Es dämmerte, als ich auf der Kuppe ankam, die den Wald überragte und einen weiten Blick über die Stadt freigab. Dort warf ich mich heiser und verschwitzt auf meine Bank.
„Jeder braucht eine Bank“, sagte Opa, wenn wir vor seinem Haus saßen und auf die Obstbäume schauten. Ich konnte ihm alles erzählen, und er hatte mir schweigend zugehört. Ich liebte meine Eltern, aber mit Opa war es anders. Mit 15 Jahren war ich anders, und mein Opa verstand das.

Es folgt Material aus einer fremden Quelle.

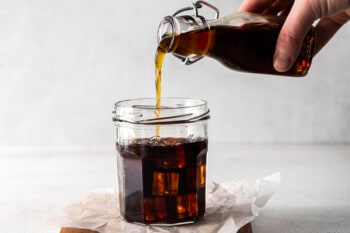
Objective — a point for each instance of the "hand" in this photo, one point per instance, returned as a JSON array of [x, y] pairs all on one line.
[[301, 14]]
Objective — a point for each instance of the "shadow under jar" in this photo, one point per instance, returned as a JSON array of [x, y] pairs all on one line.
[[161, 158]]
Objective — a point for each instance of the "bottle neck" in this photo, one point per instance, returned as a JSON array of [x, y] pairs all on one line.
[[187, 37]]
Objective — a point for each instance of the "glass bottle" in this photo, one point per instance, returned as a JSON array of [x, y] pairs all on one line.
[[241, 41]]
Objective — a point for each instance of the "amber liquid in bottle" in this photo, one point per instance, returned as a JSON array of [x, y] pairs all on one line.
[[248, 48]]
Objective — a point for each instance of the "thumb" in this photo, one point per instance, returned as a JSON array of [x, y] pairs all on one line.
[[291, 36]]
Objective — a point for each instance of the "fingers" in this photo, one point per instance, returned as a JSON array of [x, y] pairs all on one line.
[[290, 39]]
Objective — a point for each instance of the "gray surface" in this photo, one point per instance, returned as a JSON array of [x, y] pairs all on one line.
[[314, 195]]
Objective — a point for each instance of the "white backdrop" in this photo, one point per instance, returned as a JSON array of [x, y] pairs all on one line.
[[63, 64]]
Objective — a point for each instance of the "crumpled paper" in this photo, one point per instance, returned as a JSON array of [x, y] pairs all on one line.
[[229, 206]]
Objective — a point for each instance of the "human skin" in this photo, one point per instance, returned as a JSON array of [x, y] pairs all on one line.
[[330, 15]]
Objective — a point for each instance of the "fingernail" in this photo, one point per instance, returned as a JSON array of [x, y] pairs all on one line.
[[282, 62]]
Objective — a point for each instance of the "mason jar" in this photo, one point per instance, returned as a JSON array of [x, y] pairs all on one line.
[[161, 159]]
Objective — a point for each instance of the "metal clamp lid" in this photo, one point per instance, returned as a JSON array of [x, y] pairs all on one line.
[[188, 60]]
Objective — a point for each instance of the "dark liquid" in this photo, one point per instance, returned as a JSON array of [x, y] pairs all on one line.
[[249, 48], [164, 180]]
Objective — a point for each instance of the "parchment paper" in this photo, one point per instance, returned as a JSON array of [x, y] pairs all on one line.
[[229, 206]]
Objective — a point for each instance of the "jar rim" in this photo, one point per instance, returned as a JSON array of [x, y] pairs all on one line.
[[173, 110]]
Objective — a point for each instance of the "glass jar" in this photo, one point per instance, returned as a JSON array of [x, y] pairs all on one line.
[[161, 158]]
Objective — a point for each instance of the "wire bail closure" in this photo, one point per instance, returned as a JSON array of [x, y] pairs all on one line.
[[195, 6]]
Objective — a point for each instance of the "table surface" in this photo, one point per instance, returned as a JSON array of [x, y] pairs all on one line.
[[314, 194]]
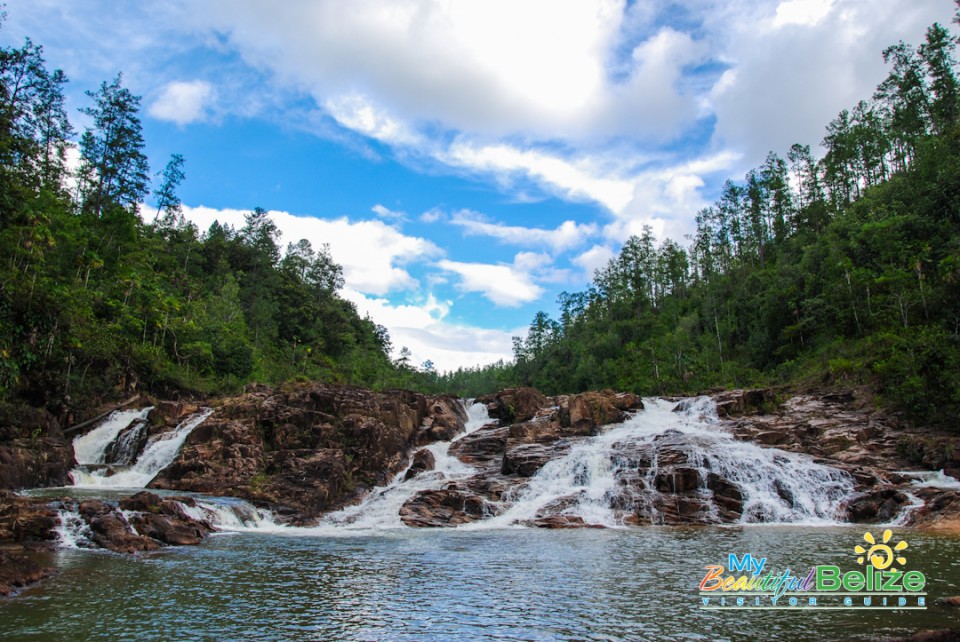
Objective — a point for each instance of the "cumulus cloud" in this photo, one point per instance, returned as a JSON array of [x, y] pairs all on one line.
[[425, 331], [371, 252], [505, 285], [565, 237], [183, 102], [595, 258]]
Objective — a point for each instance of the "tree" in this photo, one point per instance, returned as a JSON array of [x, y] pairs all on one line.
[[113, 166], [167, 199]]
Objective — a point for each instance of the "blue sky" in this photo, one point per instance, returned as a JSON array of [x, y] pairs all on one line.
[[467, 161]]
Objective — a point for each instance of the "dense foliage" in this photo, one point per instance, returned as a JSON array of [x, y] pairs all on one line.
[[98, 299], [846, 268]]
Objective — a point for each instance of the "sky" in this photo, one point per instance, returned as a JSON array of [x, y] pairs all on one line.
[[465, 160]]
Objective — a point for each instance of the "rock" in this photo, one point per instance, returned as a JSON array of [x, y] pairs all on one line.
[[733, 403], [423, 460], [448, 507], [446, 418], [308, 448], [483, 446], [526, 459], [33, 451], [18, 572], [876, 505], [514, 405], [586, 412]]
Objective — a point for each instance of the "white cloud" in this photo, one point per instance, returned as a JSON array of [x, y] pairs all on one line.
[[372, 253], [567, 236], [424, 330], [582, 179], [183, 102], [801, 12], [386, 213], [595, 258], [505, 285]]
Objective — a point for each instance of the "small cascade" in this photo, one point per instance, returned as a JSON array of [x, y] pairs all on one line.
[[124, 450], [72, 531], [677, 458], [158, 453], [231, 514], [92, 447], [931, 479], [381, 508]]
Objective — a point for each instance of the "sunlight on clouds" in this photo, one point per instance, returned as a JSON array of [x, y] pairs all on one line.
[[358, 113], [577, 180], [504, 285], [801, 12], [371, 252], [423, 330], [183, 102], [567, 236], [594, 259]]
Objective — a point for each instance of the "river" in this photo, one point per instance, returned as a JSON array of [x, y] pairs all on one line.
[[346, 580]]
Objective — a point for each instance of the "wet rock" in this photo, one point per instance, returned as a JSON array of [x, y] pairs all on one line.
[[423, 461], [446, 418], [33, 450], [876, 505], [526, 459], [309, 448], [514, 405], [448, 507], [482, 447], [111, 530], [18, 572], [586, 412]]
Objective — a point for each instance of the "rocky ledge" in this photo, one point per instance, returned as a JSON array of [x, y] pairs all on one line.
[[141, 523], [305, 449], [664, 480]]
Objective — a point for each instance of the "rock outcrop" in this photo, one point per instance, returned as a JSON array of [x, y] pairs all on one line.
[[33, 451], [306, 449]]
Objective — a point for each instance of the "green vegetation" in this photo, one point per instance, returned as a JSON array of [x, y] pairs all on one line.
[[98, 299], [844, 270]]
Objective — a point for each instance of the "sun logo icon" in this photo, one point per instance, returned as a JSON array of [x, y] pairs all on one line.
[[880, 555]]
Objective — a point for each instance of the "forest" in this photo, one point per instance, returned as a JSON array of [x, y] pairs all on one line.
[[842, 271], [100, 298], [838, 270]]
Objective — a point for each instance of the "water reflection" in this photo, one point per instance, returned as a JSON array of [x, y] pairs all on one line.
[[443, 585]]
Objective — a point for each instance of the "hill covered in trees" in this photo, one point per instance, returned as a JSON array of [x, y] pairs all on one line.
[[843, 269], [99, 299]]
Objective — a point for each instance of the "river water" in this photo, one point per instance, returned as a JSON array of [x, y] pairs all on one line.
[[511, 584], [362, 575]]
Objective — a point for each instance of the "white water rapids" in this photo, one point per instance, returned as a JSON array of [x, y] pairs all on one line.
[[587, 482], [159, 452]]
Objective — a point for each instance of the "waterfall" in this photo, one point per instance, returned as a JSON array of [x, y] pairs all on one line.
[[158, 453], [381, 508], [91, 448], [596, 480], [72, 531]]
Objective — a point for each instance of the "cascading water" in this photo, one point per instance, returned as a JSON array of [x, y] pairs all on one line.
[[158, 453], [590, 482], [92, 447], [381, 509]]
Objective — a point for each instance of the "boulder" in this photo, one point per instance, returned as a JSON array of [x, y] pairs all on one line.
[[448, 507], [18, 572], [33, 450], [423, 460]]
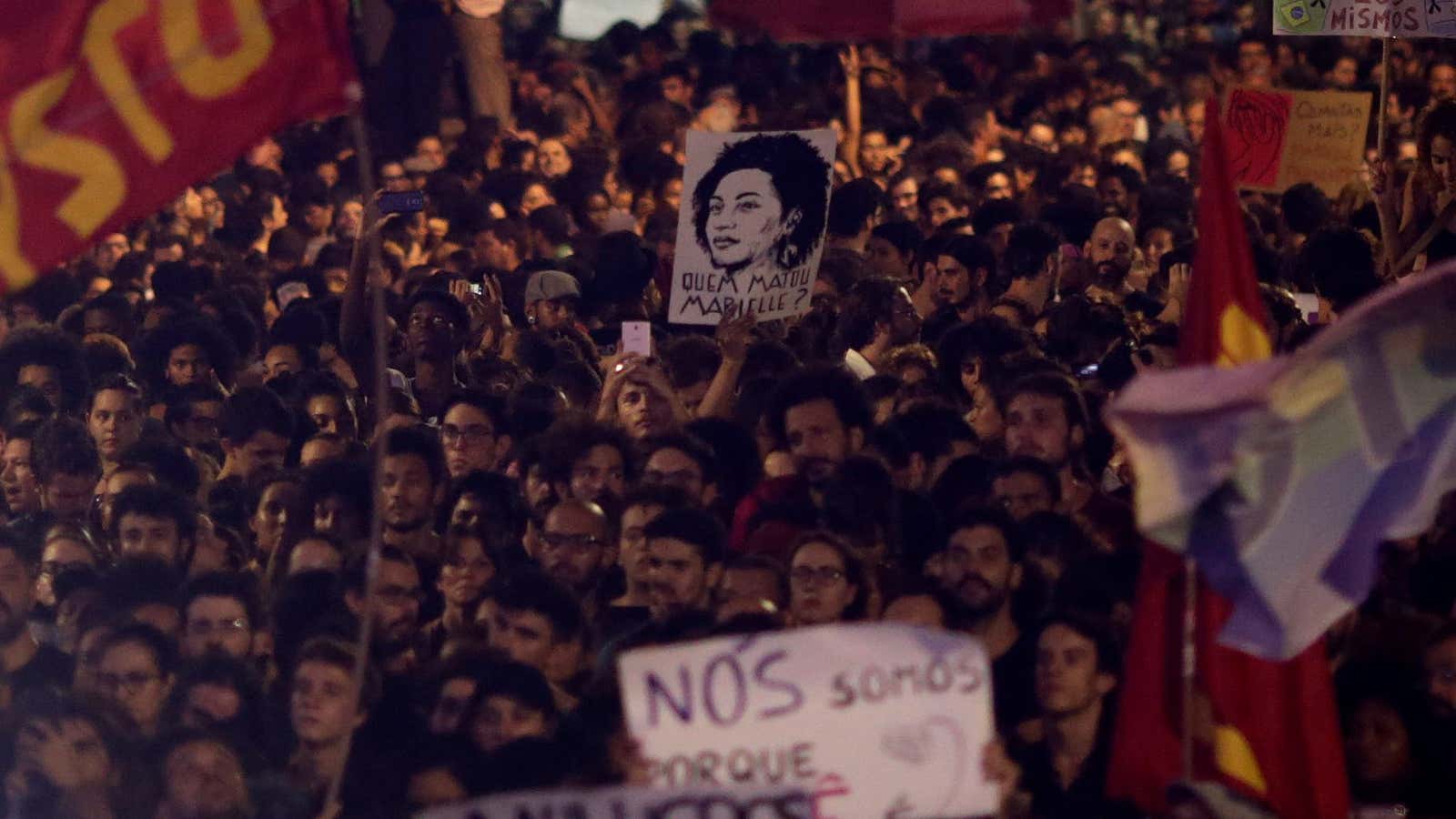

Es war dunkel, als ich mich aufrichtete und mir mit dem Ärmel über das Gesicht wischte. Ich war allein. Auf dem Weg war mir niemand begegnet. Hatte ich überhaupt etwas gesehen? Das leise Rauschen der Stadt mischte sich mit dem Flüstern der Bäume. Meine Brust schmerzte. Am klaren Nachthimmel schienen die ersten Sterne und ich erkannte Sternzeichen, mit denen mich Opa vertraut gemacht hatte. Der große Wagen, der Orion und dazwischen die helle Venus. Ich starrte sie an, bis alles vor meinen Augen verschwamm. Dann sprang ich auf und hielt den Sternen meine Faust entgegen. „Euch ALLE würde ich hergeben!“, schrie ich.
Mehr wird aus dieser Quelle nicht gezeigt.